Capital.com has also seen massive growth in the past 24 months, with the number of employees rising by 103% in that time. However, the company today has 630 employees, so it started with a smaller base than Exness, as well as some of the other players in the sector. 

Moreover, the company has seen the second-largest drop off in employees in the past six months among the brokers I looked at. Again, assuming the data is correct, Capital has lost 10% of its workforce in that period.

To be honest, I am surprised that I have not seen more of this. Given volatility is lower and some brokers are probably having a tough time, I was expecting CEOs to be ratcheting up the cuts and forcing HR people to trawl scythe-like through their employees.

This was the case in some instances. For instance Naga has seen a slight drop (2%) in employees over the past half year and the same was true for eToro (8%) during the last 12 months. But the only big outlier here was Infinox which has seen a 33% fall in its number of employees in the last six months, although the remaining number of workers is still close to 50% higher than it was in June 2021.

I think there are probably two possibilities. One is that the industry has just grown a lot in the last three years and we aren’t going back. In that case, higher employee numbers are warranted. Alternatively, we haven’t actually felt the ‘true’ impact of the last c.12 months and we’ll see more cuts on the horizon. Who knows?

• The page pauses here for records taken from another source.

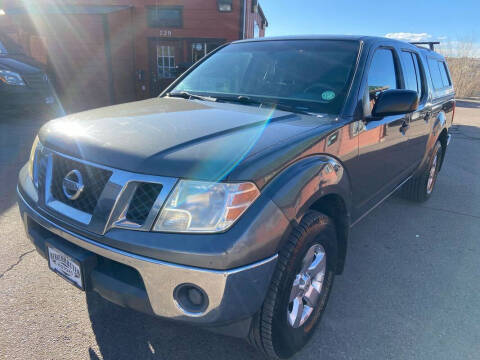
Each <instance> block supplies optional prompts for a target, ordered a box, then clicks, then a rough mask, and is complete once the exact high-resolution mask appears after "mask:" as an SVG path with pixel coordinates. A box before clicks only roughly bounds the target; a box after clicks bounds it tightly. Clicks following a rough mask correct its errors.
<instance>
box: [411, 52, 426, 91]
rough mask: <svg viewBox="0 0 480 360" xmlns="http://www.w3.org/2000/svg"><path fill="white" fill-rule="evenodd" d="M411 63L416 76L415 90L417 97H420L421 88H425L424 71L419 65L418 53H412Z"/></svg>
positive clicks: (424, 73) (422, 67)
mask: <svg viewBox="0 0 480 360" xmlns="http://www.w3.org/2000/svg"><path fill="white" fill-rule="evenodd" d="M412 58H413V63H414V65H415V74H416V76H417V92H418V98H419V99H421V98H422V96H423V89H424V88H425V85H424V80H423V79H425V73H424V71H423V67H422V66H421V65H420V64H421V61H420V58H419V56H418V54H414V53H412Z"/></svg>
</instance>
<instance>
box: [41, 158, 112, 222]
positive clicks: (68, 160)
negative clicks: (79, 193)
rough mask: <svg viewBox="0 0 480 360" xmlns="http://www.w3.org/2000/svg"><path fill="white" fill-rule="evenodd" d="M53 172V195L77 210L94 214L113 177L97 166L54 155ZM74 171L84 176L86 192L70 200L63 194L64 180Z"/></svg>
mask: <svg viewBox="0 0 480 360" xmlns="http://www.w3.org/2000/svg"><path fill="white" fill-rule="evenodd" d="M52 160H53V169H52V170H53V171H52V184H51V188H50V191H51V194H52V196H53V197H54V198H55V199H56V200H59V201H61V202H63V203H65V204H67V205H69V206H71V207H73V208H75V209H77V210H80V211H83V212H85V213H88V214H92V213H93V210H94V209H95V207H96V206H97V202H98V199H99V197H100V194H101V193H102V191H103V189H104V187H105V185H106V184H107V182H108V179H109V178H110V176H111V175H112V172H111V171H109V170H105V169H101V168H97V167H95V166H91V165H87V164H83V163H81V162H78V161H75V160H72V159H68V158H65V157H63V156H59V155H57V154H54V155H53V159H52ZM72 170H78V171H80V173H81V174H82V177H83V183H84V190H83V191H82V193H81V194H80V196H79V197H78V198H77V199H75V200H70V199H68V198H67V197H66V196H65V194H64V192H63V180H64V178H65V176H66V175H67V174H68V173H69V172H70V171H72Z"/></svg>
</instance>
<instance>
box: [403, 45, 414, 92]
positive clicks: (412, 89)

Either way, some other interesting information came out of the analysis. One was that Trade Nation has grown a lot over the past two years, with 84 employees now versus 54 in 2021 (or 81% growth). This probably comes from them onboarding everyone from OvalX.

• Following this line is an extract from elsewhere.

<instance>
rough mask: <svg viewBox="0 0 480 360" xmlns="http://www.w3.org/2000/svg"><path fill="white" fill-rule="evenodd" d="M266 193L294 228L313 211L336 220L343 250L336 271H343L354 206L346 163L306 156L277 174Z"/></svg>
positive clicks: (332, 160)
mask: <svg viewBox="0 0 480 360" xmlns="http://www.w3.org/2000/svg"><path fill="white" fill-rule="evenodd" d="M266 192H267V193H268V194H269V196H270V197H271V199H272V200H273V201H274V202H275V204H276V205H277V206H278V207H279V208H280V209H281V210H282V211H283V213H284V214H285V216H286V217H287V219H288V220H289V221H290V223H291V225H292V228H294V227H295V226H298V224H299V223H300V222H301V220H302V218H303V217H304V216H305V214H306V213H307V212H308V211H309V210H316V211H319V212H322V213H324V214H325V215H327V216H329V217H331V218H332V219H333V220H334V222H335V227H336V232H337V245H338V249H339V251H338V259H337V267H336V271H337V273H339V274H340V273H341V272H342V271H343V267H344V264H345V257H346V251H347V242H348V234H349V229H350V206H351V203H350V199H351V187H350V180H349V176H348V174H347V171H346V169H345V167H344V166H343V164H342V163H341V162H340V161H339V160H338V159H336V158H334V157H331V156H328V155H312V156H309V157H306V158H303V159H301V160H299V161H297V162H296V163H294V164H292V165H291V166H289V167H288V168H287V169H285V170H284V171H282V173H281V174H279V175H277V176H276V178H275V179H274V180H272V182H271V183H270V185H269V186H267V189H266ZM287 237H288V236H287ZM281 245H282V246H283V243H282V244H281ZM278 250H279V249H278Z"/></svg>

It was a similar story with Zenfinex, which has quadrupled in size over that time. In fact, and as a note for stats dorks, Zenfinex’s growth was so good I took it out of the average calculation above, so as not to distort it. XTB was another broker of note, with the firm increasing its total number of employees by close to 40% in the last two years.

The other interesting thing to look at was how many vacancies there are at companies relative to their number of employees today. Maybe this is already a common ratio to use but I haven’t seen it before. Anyway, I express it here as a percentage, so if  you have 100 employees and 10 vacancies, it’s 10%.

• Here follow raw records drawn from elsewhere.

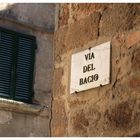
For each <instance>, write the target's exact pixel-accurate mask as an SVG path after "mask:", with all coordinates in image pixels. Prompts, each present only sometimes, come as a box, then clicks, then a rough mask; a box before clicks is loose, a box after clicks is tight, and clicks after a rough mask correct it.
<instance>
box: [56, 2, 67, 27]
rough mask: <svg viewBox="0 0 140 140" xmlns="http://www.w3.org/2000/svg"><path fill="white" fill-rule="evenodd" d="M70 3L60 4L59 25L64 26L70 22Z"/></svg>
mask: <svg viewBox="0 0 140 140" xmlns="http://www.w3.org/2000/svg"><path fill="white" fill-rule="evenodd" d="M69 12H70V11H69V4H61V5H60V13H59V20H58V22H59V23H58V24H59V25H58V26H59V27H62V26H64V25H67V24H68V19H69Z"/></svg>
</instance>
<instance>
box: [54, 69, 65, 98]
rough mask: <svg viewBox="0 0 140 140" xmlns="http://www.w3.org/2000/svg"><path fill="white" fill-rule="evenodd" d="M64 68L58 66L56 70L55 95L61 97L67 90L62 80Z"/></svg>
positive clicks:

The top two here were JustMarkets (11.6%) and Fortrade (6.7%). Among the bigger players, Capital.com (4.9%) was the biggest hirer (if that’s a word). This to me suggests their cuts were more ‘efficiency’ driven, rather than a sign they’re not in growth mode, although even if they filled all these positions, they’d still be smaller than they were six months ago.

Finally, looking at all this stuff makes you realise how great Plus500 is at making money. It may not be a kind thing to say but people are typically your biggest expense, so you are ultimately looking to make as much money as possible with the smallest number of employees.

As we’ve seen here before, Plus500’s profit relative to its number of employees is insane. Even if you look at the last half-year, Plus500 has basically equalled CMC Markets best full year ever. So in a below record six months, the company has made almost the same as CMC did in its best year ever. However Plus500 only has 565 employees, or 40% of the number CMC has. 

If you look at the past two years, Plus500 has grown in size by 15%. But employees in the US, Japan, Estonia and the Seychelles account for about half of that increase, meaning a lot of Plus500’s employee growth basically came from acquiring companies (Japan, US) or new regulatory licences (Estonia, Seychelles). Obviously that’s a kind of growth but not quite the same as hiring loads of new software engineers or marketing people. 

In other words, having new employees can be a positive sign of growth. But Plus500 keeps making loads of money with what is close to being a flat cost base for its staff, which is a much better strength to have as a business. This is essentially why people like tech firms (asset light, scalable) – so why don’t investors like Plus500?